L'achat de Bouygues Télécom par Orange, s'il a lieu, devra être strictement cadré. Et pour l'ARCEP, il n'est pas question que l'opération provoque un retour en arrière du point de vue des clients.

Un retour à trois opérateurs de téléphonie mobile pour le marché français, s’il a lieu, doit être scrupuleusement encadré afin de ne surtout pas revenir au statu quo ante bellum. Autrement dit, il n’est pas question qu’un hypothétique mariage entre Orange et Bouygues Télécom renforce un peu plus le poids de l’opérateur historique ou remette en cause les acquis obtenus lors de l’arrivée de Free Mobile.

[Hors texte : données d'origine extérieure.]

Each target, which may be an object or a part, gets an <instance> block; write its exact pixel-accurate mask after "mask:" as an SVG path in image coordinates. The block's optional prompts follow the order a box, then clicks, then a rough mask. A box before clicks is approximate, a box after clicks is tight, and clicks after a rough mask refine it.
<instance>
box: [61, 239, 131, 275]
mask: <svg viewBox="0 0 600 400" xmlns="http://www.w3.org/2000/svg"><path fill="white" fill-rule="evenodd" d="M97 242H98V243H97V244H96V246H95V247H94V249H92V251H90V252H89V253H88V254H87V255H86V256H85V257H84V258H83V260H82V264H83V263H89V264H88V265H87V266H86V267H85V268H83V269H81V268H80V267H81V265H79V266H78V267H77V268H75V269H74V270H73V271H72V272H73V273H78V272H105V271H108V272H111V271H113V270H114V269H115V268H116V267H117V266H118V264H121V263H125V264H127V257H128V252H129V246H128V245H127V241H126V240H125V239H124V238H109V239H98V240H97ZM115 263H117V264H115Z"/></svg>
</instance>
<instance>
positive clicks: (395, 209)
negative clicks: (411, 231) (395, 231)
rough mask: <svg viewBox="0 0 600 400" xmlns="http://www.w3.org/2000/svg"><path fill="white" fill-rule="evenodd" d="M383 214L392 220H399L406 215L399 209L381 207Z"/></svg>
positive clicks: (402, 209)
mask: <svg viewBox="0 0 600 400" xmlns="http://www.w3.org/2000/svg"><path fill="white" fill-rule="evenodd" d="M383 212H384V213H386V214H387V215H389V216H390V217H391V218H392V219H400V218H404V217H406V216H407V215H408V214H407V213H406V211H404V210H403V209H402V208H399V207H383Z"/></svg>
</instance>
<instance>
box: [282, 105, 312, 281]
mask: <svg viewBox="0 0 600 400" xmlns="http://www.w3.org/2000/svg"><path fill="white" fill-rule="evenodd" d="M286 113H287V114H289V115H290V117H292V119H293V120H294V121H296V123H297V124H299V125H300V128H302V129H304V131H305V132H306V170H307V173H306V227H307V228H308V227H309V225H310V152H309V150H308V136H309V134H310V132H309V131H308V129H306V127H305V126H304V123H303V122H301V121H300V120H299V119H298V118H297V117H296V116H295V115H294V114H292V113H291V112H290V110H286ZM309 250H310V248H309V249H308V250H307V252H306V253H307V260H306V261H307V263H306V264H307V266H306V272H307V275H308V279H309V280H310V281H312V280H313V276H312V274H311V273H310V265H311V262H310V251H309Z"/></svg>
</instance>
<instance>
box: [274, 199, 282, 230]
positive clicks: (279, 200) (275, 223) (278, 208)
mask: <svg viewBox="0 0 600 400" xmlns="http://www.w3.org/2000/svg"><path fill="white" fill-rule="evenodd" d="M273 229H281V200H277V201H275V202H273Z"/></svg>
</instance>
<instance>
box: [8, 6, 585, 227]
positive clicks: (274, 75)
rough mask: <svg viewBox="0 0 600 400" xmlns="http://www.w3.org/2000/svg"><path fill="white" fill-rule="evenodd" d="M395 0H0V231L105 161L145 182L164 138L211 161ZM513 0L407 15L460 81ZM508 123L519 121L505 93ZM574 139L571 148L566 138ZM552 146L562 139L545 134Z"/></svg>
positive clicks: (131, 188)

Telle est la mise en garde limpide formulée par Sébastien Soriano, le président de l’autorité de régulation des communications électroniques et des postes (ARCEP), à l’occasion d’un entretien accordé aux Échos dimanche. Si la perspective d’une concentration des acteurs ne provoque pas une opposition de principe de l’intéressé, il a clairement mis en évidence les lignes rouges à ne surtout pas franchir.

Orange Bouygues
Bientôt mariés ?

« Il ne faut pas que cette transaction, si elle se fait, résulte en un renforcement de la position d’Orange, particulièrement sur les marchés où il est leader. L’opérateur historique est déjà très fort et conserve une capacité à déployer des réseaux plus vite que tout le monde », prévient Sébastien Soriano. Cela se voit dans les deux gros dossiers actuels : la 4G pour l’accès mobile et la fibre optique pour le fixe.

« Nous serons particulièrement attentifs aux marchés où la concurrence est encore limitée, notamment auprès de la clientèle des entreprises et dans les zones rurales », continue le président de l’ARCEP. D’autant qu’à ses yeux, les changements provoqués avec l’arrivée d’un autre opérateur en France ne sont pas encore gravés dans le marbre. « Les acquis pour les consommateurs restent fragiles ».

Cela étant, c’est l’autorité de la concurrence qui aura la main sur cette opération L’ARCEP peut toutefois éclairer sa consœur en lui fournissant une expertise technique, si le dossier est traité à l’échelon national, c’est à dire à Paris, et non pas au niveau européen, par la Commission. Et justement, aux dernières nouvelles, l’instance dirigée par Bruno Lasserre est contre un retour à trois opérateurs.

Pas question de renforcer Orange ou de revenir à l’époque d’avant.

Mais il serait faux de croire que l’ARCEP n’a aucun levier pour peser dans les débats.

L’institution « a un pouvoir direct de véto sur la question des fréquences utilisées par les opérateurs ». Celui-ci peut être brandi pour contrer le transfert de fréquences « si l’on juge que cela perturbe l’équilibre concurrentiel ». Ou il peut servir pour les rendre à l’État : « si l’on considère que le secteur des télécoms dispose d’assez de fréquences et que leur utilisation pourrait être plus efficace ailleurs ».

Et c’est un pouvoir qui est loin d’être anodin. En effet, afin de ne pas se heurter à l’autorité de la concurrence, Orange et Bouygues Télécom devront certainement céder des actifs aux deux autres opérateurs, à savoir Free Mobile et SFR. Parmi les morceaux qui pourraient être vendus figurent les boutiques, les installations et les fréquences. Or, c’est là-dessus que Sébastien Soriano peut intervenir.

Orange et Bouygues Télécom sont prévenus.